At some point the dialogue starts to shift. “When are you finally going to settle into a job? When are you going to stop daydreaming about backpacking across Europe – you have rent to pay and responsibilities here. When are you finally going to put down roots – in places, in people, in permanence? When, when, when? Do it now, before time runs out.”
To be clear, I don’t think I’ve reached that shift quite yet. It may feel like I’ve lived lifetimes since I graduated college, but 25 isn’t so far removed from 21 that I woke up with one foot in the grave when it arrived this morning. Nevertheless, it’s hard to ignore the extra weight my major life decisions seem to have gained now that I’m officially in the second half of my twenties. This is the only quarter life crisis I plan on having, and it’s not even a very big one, so I’d like to make the most of it.

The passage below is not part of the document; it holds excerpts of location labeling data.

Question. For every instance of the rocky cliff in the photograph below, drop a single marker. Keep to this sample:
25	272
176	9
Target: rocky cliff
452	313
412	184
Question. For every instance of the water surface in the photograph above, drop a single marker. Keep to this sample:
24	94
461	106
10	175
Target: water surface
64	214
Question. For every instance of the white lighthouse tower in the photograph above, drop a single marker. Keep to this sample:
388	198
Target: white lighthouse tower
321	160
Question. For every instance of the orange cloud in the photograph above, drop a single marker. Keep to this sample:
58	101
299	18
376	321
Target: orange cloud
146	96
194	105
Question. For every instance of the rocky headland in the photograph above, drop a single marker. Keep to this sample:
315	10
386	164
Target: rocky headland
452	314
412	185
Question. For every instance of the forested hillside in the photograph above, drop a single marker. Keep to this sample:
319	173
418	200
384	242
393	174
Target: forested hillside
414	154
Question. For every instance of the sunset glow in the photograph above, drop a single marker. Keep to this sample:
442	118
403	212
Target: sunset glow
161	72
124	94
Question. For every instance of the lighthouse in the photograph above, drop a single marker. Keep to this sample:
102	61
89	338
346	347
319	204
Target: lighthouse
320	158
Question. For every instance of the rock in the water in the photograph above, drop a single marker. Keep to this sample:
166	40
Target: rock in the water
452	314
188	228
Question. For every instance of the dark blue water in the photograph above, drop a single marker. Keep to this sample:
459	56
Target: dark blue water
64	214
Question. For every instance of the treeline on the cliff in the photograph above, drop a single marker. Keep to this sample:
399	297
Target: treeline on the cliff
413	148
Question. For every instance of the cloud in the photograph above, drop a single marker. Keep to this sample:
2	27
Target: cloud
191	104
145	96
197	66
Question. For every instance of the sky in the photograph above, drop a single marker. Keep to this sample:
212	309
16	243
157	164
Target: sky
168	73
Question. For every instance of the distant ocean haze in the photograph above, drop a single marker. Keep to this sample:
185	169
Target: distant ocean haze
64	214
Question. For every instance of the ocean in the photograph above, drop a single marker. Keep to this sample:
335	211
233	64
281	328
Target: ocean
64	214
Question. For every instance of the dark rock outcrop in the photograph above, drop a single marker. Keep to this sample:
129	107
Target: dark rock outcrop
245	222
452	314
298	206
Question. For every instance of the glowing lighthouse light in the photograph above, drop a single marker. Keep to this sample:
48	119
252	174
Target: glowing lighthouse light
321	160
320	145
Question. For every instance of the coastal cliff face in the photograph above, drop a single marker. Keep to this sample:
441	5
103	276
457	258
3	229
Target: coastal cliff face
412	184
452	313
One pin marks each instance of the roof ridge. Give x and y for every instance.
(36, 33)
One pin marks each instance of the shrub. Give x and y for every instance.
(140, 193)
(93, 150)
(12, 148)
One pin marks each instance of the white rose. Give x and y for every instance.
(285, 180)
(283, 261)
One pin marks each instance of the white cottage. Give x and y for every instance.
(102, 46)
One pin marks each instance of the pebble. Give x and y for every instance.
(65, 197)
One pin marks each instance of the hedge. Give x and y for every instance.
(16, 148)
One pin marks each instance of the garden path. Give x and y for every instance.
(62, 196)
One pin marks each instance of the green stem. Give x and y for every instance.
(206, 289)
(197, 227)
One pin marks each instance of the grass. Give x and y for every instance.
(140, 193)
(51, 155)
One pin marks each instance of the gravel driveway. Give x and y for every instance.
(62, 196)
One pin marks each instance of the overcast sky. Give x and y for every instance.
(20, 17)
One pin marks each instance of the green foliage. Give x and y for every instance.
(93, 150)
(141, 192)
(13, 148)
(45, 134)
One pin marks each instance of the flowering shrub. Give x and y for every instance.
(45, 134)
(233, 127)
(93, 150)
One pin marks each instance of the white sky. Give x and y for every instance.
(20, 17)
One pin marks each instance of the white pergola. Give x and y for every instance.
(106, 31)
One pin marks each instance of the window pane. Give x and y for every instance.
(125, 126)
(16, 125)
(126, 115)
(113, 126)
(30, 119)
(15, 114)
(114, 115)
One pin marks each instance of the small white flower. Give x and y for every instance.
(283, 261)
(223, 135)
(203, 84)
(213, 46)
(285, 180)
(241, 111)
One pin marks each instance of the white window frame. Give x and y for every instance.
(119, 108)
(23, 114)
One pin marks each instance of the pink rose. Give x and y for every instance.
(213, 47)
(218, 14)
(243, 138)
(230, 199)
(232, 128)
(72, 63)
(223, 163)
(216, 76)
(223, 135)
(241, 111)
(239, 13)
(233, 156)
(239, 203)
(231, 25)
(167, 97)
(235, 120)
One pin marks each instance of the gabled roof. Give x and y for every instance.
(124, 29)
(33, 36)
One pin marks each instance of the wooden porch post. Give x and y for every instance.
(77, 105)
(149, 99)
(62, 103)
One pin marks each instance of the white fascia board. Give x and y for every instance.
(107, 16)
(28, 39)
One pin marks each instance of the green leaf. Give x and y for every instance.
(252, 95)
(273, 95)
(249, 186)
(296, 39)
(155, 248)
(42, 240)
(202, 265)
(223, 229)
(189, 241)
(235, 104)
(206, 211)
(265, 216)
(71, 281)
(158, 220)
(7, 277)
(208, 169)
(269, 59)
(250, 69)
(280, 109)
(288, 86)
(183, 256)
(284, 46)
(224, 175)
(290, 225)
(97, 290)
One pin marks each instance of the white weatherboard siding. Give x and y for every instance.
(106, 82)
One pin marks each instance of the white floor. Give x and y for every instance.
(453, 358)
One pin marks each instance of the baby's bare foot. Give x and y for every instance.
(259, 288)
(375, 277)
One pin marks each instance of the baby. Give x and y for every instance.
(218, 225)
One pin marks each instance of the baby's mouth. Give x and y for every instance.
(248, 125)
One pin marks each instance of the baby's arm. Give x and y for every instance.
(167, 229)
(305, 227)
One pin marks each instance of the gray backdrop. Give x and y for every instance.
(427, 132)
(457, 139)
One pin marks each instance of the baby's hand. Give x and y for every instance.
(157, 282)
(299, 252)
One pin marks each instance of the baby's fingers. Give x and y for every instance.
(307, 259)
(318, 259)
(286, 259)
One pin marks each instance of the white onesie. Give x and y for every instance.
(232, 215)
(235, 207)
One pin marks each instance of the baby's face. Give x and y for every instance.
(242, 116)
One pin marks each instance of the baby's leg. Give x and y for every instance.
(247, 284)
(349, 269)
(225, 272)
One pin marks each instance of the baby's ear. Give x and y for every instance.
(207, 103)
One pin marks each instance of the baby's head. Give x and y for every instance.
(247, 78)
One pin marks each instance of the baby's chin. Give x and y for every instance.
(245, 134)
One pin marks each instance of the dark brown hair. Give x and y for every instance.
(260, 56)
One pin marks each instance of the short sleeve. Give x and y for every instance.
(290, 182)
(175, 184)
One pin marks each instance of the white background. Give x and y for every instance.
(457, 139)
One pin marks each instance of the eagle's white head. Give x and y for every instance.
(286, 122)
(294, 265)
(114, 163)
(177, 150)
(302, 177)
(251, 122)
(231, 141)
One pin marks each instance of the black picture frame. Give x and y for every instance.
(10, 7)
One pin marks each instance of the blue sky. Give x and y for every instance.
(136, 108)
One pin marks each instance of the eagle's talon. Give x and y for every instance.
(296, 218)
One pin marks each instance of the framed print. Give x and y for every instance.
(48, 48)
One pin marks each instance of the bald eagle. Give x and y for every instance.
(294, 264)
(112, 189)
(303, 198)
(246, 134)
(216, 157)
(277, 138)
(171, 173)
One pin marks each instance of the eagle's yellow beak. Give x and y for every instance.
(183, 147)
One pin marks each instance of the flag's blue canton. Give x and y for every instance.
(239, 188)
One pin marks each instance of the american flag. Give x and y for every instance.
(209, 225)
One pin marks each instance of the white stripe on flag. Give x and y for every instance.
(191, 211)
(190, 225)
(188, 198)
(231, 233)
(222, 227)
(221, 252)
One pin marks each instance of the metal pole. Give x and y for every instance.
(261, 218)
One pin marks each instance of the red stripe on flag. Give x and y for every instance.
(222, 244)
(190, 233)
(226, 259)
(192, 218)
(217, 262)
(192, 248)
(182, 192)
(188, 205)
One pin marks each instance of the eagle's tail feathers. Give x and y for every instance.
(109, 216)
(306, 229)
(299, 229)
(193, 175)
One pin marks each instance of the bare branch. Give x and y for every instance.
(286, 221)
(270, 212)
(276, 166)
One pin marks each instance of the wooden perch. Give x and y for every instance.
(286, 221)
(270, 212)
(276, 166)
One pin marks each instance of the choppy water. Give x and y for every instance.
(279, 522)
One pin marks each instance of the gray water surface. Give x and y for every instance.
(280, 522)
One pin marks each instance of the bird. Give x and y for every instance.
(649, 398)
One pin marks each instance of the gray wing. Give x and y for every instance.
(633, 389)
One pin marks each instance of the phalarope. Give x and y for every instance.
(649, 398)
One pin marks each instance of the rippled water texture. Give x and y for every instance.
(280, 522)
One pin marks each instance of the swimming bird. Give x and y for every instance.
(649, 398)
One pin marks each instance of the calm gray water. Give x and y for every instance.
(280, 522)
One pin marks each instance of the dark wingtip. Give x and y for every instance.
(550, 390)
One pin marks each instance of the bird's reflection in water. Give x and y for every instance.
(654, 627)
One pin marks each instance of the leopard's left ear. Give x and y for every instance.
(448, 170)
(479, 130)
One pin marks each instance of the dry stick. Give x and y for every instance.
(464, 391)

About a year out from graduation, one of my dear friends joked that my life was still progressing by semesters, and he was right. Four months of an internship. Four months volunteering. Four months of another internship. Then I went to grad school and it just kept going. Like all the years before graduation, the three years since have been defined by time passing in discrete units of activity. I have become intimate with, though not endeared to transience. It’s difficult to imagine living any other way.
Hence the dead end. This isn’t just your garden variety millennial phobia of commitment. I’m acquainted with opportunity cost and I don’t particularly mind paying its fees. It’s just that I have literally never known a life in which there was not an escape hatch – a bad class ends at the end of the semester, a bad school year ends in May, an internship that doesn’t suit doesn’t last more than a few months.
Of course, the flip side is that good things end, too. I don’t think I’ve ever loved living in a place as much as I loved living in Wales, but that time ended with my graduate program.
New graduates transition into a world without built-in routes of extraction, but it seems less fearsome when faced by all the promise of the young professional in their early twenties, flexible and free and all the time in the world to figure things out. Sure, life after graduation can be overwhelming and confusing, but then it’s supposed to be.
By 25, it seems as if I’m supposed to have a little more figured out.
I suppose the (not so) secret is that no one really has it figured out.
I could take this job and have it turn out to be a terrible fit. I may not be able to build a community, I may end up lonely and frustrated, I may crash and burn and be terrible at it. And in a year from now when I’ve figured that out, I can move on to something else. I’ll be older, yes, and wiser, hopefully, and maybe I won’t have the energy I once did as I drag my ancient, creaking, 26-year-old bones back into the job search. Still, that’s hardly a death sentence.
Or the job could turn out to be great, I guess. There’s always that little possibility.
Fear is an ugly little thing that will distort everything we look at if we give it the opportunity. Even when we’re looking at something we’ve worked for, waited for, hoped for, broken for, longed for – whether that be a job, a relationship, an award, a new living situation, a personal achievement, or anything else. Fear will ask if it’s actually everything you wanted, whether it might not still disappoint you, whether it will be enough.
Maybe it will, or maybe it won’t. Either way, if you’re alive then you still have time to change. If you are breathing, you still have time to grow, adapt, and make new plans. And you don’t have to let Fear be any part of it.